About me: My name is Solène Rapenne. I like learning and sharing experiences about IT stuff. Hobbies: '(BSD OpenBSD h+ Lisp cmdline gaming internet-stuff Crossbow). I love percent and lambda characters. OpenBSD developer solene@.

Contact me: solene on Freenode, solene+www at dataswamp dot org or solene@bsd.network (mastodon)

Managing passwords using ed and gpg2

Written by Solène, on 02 October 2019.
Tags: #security

Years ago, I have read a blog post about managing your passwords using ed and gpg, unfortunately, I can not remember the author. Two years ago, I decided to give it a try because the few tools I tried were too obscure, required databases, were too complicated to use.

The principle is easy: - run /bin/ed (without rlwrap) - use r !gpg2 to load protected file - use W !gpg2 to save file

Why ed? Because it does not save any temporary file.

I use two different methods, depending I want to get a password or if I want to add/change a password.

Writing / changing

# something
my login / my password
some annotation if required
W !gpg2 -r solene@mydomain -e > .password

Now I have a .password file requiring my private gpg key to be decrypted.


As I could use ed but I don’t want to type anything, I decrypt the file and pipe it to less.

gpg2 -d < .password | less

Tips: easy reminder

As I sometimes forget about the gpg commands and my command to generate new passwords, I have put those 3 lines as a reminder at the top of the file.

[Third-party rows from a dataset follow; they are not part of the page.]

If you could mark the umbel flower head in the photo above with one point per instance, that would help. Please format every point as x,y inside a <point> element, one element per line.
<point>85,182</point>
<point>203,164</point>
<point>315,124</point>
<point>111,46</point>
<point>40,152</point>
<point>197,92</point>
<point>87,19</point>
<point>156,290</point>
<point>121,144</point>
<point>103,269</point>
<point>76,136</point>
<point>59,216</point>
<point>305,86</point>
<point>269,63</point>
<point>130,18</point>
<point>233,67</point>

W !gpg2 -r solene@domain -e > .password
r !gpg2 -d < .password
pwgen -cnys 20

Tips: works for everything

You can have multiples files like .password-personal .password-work or you can use it for anything you want.

Tips: scripting ed

While it is possible to send some init commands to ed it has some limitations.

You can use ( echo "r !gpg2 -d < .password" ; cat - ) | /bin/ed so ed will receive the read command and then cat will wait for your inputs to send it to ed, it works, but if you type a newline in ed without any command, cat will end and so ed will exits. It works but it is a bit clumsy.